Mulvaney’s anecdote comes as the Trump administration – and especially President Donald Trump – has touted the country’s increased testing capacity since serious missteps early in paralyzed testing operations.

In a Friday interview with José Díaz-Balart of Telemundo, the President stated that “our tests are much better than anyone else”, and a few days earlier he had declared “the US is by far the number 1 in testing” in the world.

And the White House initially tried to ignore a new wave of cases across the South and West last month by attributing the new series of cases to greater availability of tests. But local leaders in areas where the new outbreaks are emerging have expressed concerns about the need for better testing, and the White House has been forced to turn course on a plan to end federal support for test sites in Texas.

On Sunday, the administration’s test tsar, Adm. Brett Giroir, that commercial labs, which he said perform half of the national tests, other than point-of-care tests, experienced delays in test results.

“We need to shorten the time to reverse those results, and we have some efforts,” he said on NBC’s “Meet the Press.”

In a news conference on Monday, White House press secretary Kayleigh McEnany dismissed Mulvaney’s concerns, noting that the US had conducted more than 40 million tests to date, claiming that “we are leading the world in testing”, while emphasizing that test capacity has improved significantly since the pandemic first broke out in the spring.

“So we’re a leader in testing, I’d say this means we’re doing pretty well,” said McEnany.
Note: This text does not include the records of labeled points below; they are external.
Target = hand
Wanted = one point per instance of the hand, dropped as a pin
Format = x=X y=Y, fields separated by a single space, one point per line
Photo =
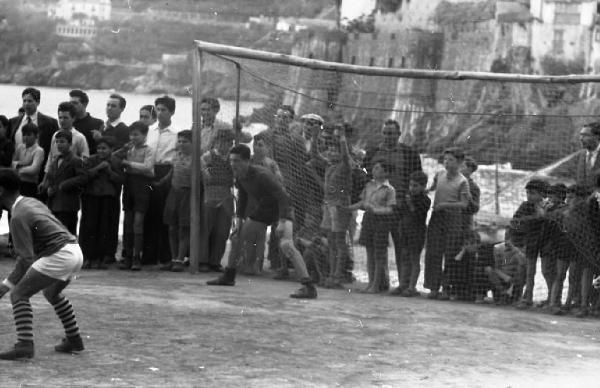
x=3 y=290
x=237 y=224
x=596 y=283
x=440 y=206
x=280 y=228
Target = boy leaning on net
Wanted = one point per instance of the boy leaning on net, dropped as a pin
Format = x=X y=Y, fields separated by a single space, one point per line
x=48 y=258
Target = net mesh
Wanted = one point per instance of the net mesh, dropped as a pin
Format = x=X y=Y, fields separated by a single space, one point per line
x=516 y=133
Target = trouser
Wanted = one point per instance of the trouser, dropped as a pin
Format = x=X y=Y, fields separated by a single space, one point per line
x=96 y=223
x=217 y=224
x=444 y=240
x=156 y=232
x=28 y=189
x=410 y=263
x=531 y=253
x=69 y=220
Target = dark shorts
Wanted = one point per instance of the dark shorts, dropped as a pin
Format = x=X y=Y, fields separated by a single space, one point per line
x=375 y=230
x=177 y=208
x=136 y=194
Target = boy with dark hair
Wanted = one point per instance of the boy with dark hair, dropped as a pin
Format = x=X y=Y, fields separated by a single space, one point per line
x=28 y=160
x=104 y=179
x=48 y=257
x=445 y=232
x=7 y=147
x=553 y=244
x=139 y=173
x=79 y=146
x=469 y=167
x=163 y=141
x=273 y=203
x=148 y=115
x=337 y=185
x=377 y=200
x=63 y=182
x=218 y=200
x=177 y=209
x=525 y=230
x=84 y=122
x=413 y=229
x=114 y=126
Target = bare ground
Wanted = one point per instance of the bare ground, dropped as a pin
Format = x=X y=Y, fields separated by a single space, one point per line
x=154 y=329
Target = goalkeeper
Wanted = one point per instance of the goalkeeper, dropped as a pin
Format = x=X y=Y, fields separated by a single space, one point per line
x=48 y=258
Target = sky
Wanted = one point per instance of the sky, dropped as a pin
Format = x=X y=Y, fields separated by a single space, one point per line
x=355 y=8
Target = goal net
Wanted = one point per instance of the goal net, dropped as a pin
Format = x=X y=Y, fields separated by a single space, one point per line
x=516 y=131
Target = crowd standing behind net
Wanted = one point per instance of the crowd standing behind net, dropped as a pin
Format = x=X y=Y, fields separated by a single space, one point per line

Mulvaney, who now serves as the government’s special envoy to Northern Ireland, focused on his suggestions to legislators as Congress is working to pass a fourth stimulus package later this month.

“Any incentive should be focused on the root cause of our recession: coping with Covid,” he wrote, focusing on research funding, temporary hospital beds, or therapeutics rather than tax incentives, including travel incentives – although tens of millions of Americans are not here work.